Every year laws became stricter. If the deviant ones had a chance to be corrected before (like Patrick and Patricia, for instance), then now there was not a word about this. The terms were like this: if it was about having a child, it could be delivered, but the one fitting all the criteria, and if not, there could be another try with getting rid of everything old. Those who were simply kicked out to street were lucky (the majority of present here were such tramps) because adult defects could find them, and now burying alive was practised more and more often. Though appearance wasn't the only reason. There had been time when the severest form of vegetarian diet was the one and only - Sun Piece had been caught then. Another time it had been about being androgynous and exchanging roles in every sense - that had been when Barton had been pushed out of society. And before there had been terms and conditions about delivering only girls with odd hair color, and everything had been okay, but the criteria had changed to opposite ones some days before Blue's birth. Ready-made defect. But Matt had been least lucky because of 'can people deliver aliens?' experiment. They could. And they got out of fashion. After his very first try of book and seed hunt (seeds were needed to grow food which wouldn't cause such allergies like modified) Matt had been carried home and couldn't stand up from his bed for a week.

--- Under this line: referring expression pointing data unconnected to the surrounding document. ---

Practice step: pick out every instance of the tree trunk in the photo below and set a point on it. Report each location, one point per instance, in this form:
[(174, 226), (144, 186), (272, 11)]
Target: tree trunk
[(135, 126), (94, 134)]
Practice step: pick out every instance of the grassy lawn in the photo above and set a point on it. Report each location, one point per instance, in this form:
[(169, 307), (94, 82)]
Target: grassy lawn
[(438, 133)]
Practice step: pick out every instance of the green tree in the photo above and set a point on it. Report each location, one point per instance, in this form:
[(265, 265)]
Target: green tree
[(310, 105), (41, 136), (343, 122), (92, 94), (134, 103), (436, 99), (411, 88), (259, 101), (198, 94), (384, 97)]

"Kill me, but I don't give a damn that you're blue, carnivorous, reading, old-fashioned and all," Carrie blabbed out after she had been told about that at her own request. "You're life."
Silence. Waiting for the sentence, Yon guessed. In addition to everything he was able to distinguish lies and was appreciated like 'the great one' by some of the youngest ones. What was so complicated about this? Heart beating steadily meant truth, mad drumbeat meant lie. It was more complex when the liar was sure about himself telling the truth, but there had been not too many cases like that.
It was completely obvious here. Mad drumbeat. Because of recent hysterics.
"Carrie, you're beautiful," Yon said calmly.